Opinião
Luigi Mangione, justiceiro ou revolucionário?
O assassino do CEO de uma gigante da saúde provoca fascínio nas redes sociais – a indignação com as injustiças do capitalismo, contudo, precisa ser recanalizada
A morte de Brian Thompson, CEO da empresa de planos de saúde UnitedHealthcare, pelas mãos do jovem Luigi Mangione ganhou atenção mundial nos últimos dias. Revoltado com a dinâmica dos planos de saúde privados em lucrar às custas das vidas dos seus segurados, Mangione atirou em Thompson na saída de hotel em Manhattan, onde o executivo participaria de uma conferência de investidores da empresa.
Mesmo para liberais ortodoxos, parece difícil uma defesa moral da maximização dos lucros dos planos de saúde num contexto em que, para isso, é inevitável que pessoas morram ou tenham a saúde afetada. Diferentemente do Brasil, os EUA não possuem uma saúde pública da envergadura do SUS, o que deixa seus cidadãos ainda mais à mercê do ímpeto predatório do setor.
Isto posto, o fascínio das redes sociais por Mangione atingiu níveis surpreendentes. Mas a louvação corre o risco de parar por aí e se perder como ação autônoma e com pouco potencial de transformação. É este o possível destino de iniciativas individuais, impulsionadas por razões morais e sem uma estratégia de fundo.
Algo parecido aconteceu na Rússia do século XIX, quando, embalado pelo sucesso da ação terrorista que matou o czar em 1881, Alexandre Ulianov, irmão de Lenin, foi preso e fuzilado em 1887 após se envolver em uma conspiração para matar Alexandre III, então imperador da Rússia.

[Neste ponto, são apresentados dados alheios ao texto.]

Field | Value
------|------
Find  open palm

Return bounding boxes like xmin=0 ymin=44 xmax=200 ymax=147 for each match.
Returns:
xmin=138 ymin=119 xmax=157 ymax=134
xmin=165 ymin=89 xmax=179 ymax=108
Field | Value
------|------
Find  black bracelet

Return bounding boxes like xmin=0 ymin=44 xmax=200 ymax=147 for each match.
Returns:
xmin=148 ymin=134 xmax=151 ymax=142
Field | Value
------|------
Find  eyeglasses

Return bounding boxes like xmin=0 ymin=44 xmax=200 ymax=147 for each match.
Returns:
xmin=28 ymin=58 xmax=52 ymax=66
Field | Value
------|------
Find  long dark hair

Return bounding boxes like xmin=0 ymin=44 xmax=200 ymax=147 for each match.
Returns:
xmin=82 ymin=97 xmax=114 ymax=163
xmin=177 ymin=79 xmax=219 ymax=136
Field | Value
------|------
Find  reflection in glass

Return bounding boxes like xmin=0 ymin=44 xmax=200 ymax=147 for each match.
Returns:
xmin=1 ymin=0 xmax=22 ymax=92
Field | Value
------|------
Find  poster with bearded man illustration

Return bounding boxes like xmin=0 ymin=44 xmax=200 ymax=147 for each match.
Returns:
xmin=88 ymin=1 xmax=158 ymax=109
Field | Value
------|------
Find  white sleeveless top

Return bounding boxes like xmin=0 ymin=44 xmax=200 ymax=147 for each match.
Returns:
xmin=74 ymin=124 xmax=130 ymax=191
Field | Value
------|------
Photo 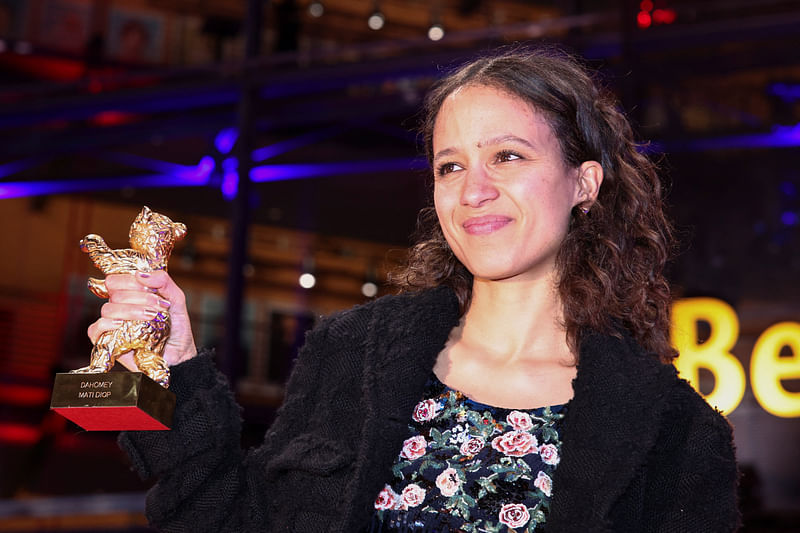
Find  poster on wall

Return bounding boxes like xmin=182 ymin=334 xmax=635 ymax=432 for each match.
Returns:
xmin=0 ymin=0 xmax=28 ymax=39
xmin=37 ymin=0 xmax=91 ymax=53
xmin=107 ymin=8 xmax=164 ymax=63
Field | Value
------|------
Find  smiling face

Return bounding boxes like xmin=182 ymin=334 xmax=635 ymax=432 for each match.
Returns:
xmin=433 ymin=85 xmax=602 ymax=280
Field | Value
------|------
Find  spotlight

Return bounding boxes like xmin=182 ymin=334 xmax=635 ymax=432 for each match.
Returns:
xmin=428 ymin=23 xmax=444 ymax=41
xmin=367 ymin=11 xmax=386 ymax=31
xmin=298 ymin=272 xmax=317 ymax=289
xmin=308 ymin=2 xmax=325 ymax=18
xmin=361 ymin=281 xmax=378 ymax=298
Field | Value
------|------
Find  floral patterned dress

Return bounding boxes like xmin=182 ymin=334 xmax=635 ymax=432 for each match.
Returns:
xmin=370 ymin=375 xmax=566 ymax=533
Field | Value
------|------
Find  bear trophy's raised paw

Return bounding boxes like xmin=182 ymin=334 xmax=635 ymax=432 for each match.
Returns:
xmin=72 ymin=206 xmax=186 ymax=388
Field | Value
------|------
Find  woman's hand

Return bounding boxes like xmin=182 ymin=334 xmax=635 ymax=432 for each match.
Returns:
xmin=87 ymin=270 xmax=197 ymax=371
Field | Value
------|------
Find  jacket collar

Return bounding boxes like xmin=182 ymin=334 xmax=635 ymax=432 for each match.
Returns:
xmin=546 ymin=332 xmax=676 ymax=532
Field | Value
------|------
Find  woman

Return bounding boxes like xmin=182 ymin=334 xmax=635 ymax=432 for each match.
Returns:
xmin=89 ymin=47 xmax=738 ymax=532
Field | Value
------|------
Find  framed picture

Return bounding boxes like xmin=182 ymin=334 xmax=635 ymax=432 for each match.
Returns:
xmin=37 ymin=0 xmax=91 ymax=53
xmin=107 ymin=8 xmax=165 ymax=63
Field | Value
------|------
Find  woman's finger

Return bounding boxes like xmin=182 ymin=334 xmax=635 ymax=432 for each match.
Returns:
xmin=108 ymin=290 xmax=172 ymax=310
xmin=86 ymin=318 xmax=125 ymax=344
xmin=100 ymin=302 xmax=167 ymax=320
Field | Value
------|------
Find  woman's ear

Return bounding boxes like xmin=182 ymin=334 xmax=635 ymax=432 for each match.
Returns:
xmin=575 ymin=161 xmax=603 ymax=213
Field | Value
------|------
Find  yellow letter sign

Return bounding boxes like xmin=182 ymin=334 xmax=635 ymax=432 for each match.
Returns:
xmin=750 ymin=322 xmax=800 ymax=417
xmin=671 ymin=298 xmax=748 ymax=414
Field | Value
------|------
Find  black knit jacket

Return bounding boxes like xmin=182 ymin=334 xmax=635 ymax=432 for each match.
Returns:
xmin=120 ymin=288 xmax=738 ymax=533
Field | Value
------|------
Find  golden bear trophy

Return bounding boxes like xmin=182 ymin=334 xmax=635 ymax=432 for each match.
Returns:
xmin=50 ymin=207 xmax=186 ymax=431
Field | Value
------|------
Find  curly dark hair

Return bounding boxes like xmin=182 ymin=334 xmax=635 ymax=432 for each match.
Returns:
xmin=390 ymin=49 xmax=676 ymax=361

Lenin reprovava publicamente os métodos do irmão, movido por um romantismo que juntava ação revolucionária e martírio cristão.
Para Lenin, o sacrifício vitimizante, baseado na ação individual, tinha pouco ou nenhum potencial de transformação da realidade. Atos de heroísmo e julgamentos morais seriam inúteis para atingir vitórias políticas relevantes. Compreender a realidade, a partir da análise realista de uma situação concreta, era mais do que fundamental para uma ação política organizada e conduzida com disciplina suficiente para alterar o estado das coisas.
Não por menos, um relatório da polícia czarista de 1913 definiu que a “facção leninista é sempre melhor organizada do que as outras, mais resoluta na busca de seu objetivo, mais rica na difusão de suas ideias entre os operários”. Foi com esta disciplina que, em outubro de 1917, os bolcheviques derrubaram trezentos anos de czarismo.
O fascínio social por Mangione parece ir ultrapassar sua aura de justiceiro, uma espécie de paladino que, matando um ganancioso empresário, lavou a alma de milhões de pessoas que veem suas vidas destruídas por grandes corporações.
Essa faísca inicial, contudo, precisa ser transformada em ação política efetiva, coletiva e organizada. Para tanto, é preciso compreender o real significado de atos violentos como esse e a origem desta revolta moral. Sem isso, mais uma vez, ficaremos apenas nos memes.
Este texto não representa, necessariamente, a opinião de CartaCapital.